The Urban Institute Spatial Equity Data Tool team will be making updates to overcome this issue in 2024.
Too Few Data Points
This tool works best on medium to large datasets because the geographic unit of analysis for the demographic disparity score is the census tract. Although the tool can successfully run on fewer data points, a good rule of thumb is to aim for a number of points in the dataset at least as large as the number of tracts in the geography (e.g., approximately 73,000 for the US or hundreds of census tracts in a large city). With a small number of points, the tool generates less reliable disparity scores, as the vast majority of tracts will contain no points or just a few points.
Although we believe this tool may be useful on smaller datasets in certain cases, we recommend users rely on it for datasets that follow the rule of thumb above.
Analysis Does Not Span Geographies
This tool currently supports assessing disparities in a single geography (city, state, county, or the US).
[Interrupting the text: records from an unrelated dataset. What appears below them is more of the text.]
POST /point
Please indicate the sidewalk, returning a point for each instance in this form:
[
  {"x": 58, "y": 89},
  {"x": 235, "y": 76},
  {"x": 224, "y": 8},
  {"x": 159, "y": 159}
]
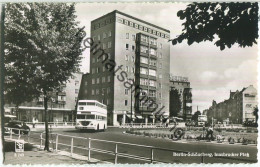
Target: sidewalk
[{"x": 33, "y": 155}]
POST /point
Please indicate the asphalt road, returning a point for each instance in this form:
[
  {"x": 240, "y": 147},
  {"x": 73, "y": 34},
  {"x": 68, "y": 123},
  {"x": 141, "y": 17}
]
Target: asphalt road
[{"x": 116, "y": 134}]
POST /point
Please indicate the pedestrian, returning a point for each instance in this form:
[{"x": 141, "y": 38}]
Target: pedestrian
[
  {"x": 33, "y": 122},
  {"x": 210, "y": 132}
]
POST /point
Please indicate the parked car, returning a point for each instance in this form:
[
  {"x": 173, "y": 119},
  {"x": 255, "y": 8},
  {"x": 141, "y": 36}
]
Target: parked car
[{"x": 18, "y": 125}]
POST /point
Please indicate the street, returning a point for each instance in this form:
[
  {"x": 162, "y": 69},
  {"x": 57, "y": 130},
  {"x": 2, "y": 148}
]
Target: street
[{"x": 116, "y": 134}]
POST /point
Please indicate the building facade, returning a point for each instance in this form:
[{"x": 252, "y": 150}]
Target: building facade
[
  {"x": 129, "y": 67},
  {"x": 61, "y": 106},
  {"x": 237, "y": 109},
  {"x": 182, "y": 85}
]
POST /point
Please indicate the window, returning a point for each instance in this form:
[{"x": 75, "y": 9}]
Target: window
[
  {"x": 109, "y": 56},
  {"x": 76, "y": 83},
  {"x": 152, "y": 41},
  {"x": 104, "y": 46},
  {"x": 126, "y": 91},
  {"x": 160, "y": 55},
  {"x": 152, "y": 62},
  {"x": 152, "y": 93},
  {"x": 144, "y": 38},
  {"x": 144, "y": 49},
  {"x": 152, "y": 51},
  {"x": 109, "y": 45},
  {"x": 144, "y": 93},
  {"x": 103, "y": 91},
  {"x": 103, "y": 79},
  {"x": 109, "y": 33},
  {"x": 160, "y": 95},
  {"x": 144, "y": 60},
  {"x": 133, "y": 70},
  {"x": 152, "y": 83},
  {"x": 143, "y": 81},
  {"x": 133, "y": 37},
  {"x": 160, "y": 85},
  {"x": 152, "y": 72},
  {"x": 126, "y": 57},
  {"x": 144, "y": 71},
  {"x": 133, "y": 48},
  {"x": 133, "y": 58}
]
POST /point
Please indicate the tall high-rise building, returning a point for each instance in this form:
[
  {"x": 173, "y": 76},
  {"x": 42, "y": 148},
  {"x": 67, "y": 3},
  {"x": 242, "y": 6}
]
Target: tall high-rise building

If a dataset spans multiple geographies, the tool will only operate on the most frequently occurring geography in the data and remove the remainder of the observations from the dataset. This is particularly problematic for regional analyses that span multiple geographies but do not cover the entire US.
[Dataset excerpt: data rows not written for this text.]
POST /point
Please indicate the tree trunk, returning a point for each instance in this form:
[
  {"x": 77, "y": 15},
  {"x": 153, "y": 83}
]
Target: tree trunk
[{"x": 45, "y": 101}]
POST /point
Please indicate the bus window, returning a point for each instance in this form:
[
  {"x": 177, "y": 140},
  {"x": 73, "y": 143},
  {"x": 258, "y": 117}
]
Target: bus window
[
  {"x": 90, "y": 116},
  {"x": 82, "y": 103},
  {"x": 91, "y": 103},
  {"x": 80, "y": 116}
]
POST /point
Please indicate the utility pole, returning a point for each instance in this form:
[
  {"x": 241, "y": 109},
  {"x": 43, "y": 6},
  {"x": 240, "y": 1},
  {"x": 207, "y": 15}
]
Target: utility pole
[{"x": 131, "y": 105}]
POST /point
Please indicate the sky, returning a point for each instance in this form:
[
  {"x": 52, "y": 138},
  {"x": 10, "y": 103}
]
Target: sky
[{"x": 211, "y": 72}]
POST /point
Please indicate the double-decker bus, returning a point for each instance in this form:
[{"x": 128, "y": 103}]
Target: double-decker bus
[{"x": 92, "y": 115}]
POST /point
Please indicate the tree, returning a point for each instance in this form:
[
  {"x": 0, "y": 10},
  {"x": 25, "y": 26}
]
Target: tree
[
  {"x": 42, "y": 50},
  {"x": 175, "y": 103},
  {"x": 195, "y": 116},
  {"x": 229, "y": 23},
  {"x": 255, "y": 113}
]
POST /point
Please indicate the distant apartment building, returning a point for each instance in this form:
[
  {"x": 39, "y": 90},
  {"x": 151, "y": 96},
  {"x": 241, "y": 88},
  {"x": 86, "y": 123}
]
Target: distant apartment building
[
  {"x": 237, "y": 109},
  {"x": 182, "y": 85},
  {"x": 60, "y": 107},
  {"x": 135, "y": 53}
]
This limitation can be mitigated by users repeating their analysis at a smaller geographic level. For instance, if interested in analyzing multiple states in the Southern US, instead of using the national-level scope, we recommend repeating the analysis for each of the states in the region of choice.
Definition of a City
As noted in Chapter 13, the tool’s operational definition for the boundary of a city might differ slightly from the official city boundary that the Census Bureau uses. The tool defines a city as all census tracts whose area is at least 1 percent covered by the relevant census place. Often the boundaries of census places and census tracts don’t overlap perfectly, meaning some tracts are only partially covered by the place boundary. This overinclusive definition will cause our tool to think that many cities—particularly small- and medium-sized ones—are bigger than they are, in both geographic size and population.
We encourage users conducting city-level analyses to clearly communicate this limitation when presenting findings informed by the calculations from the tool.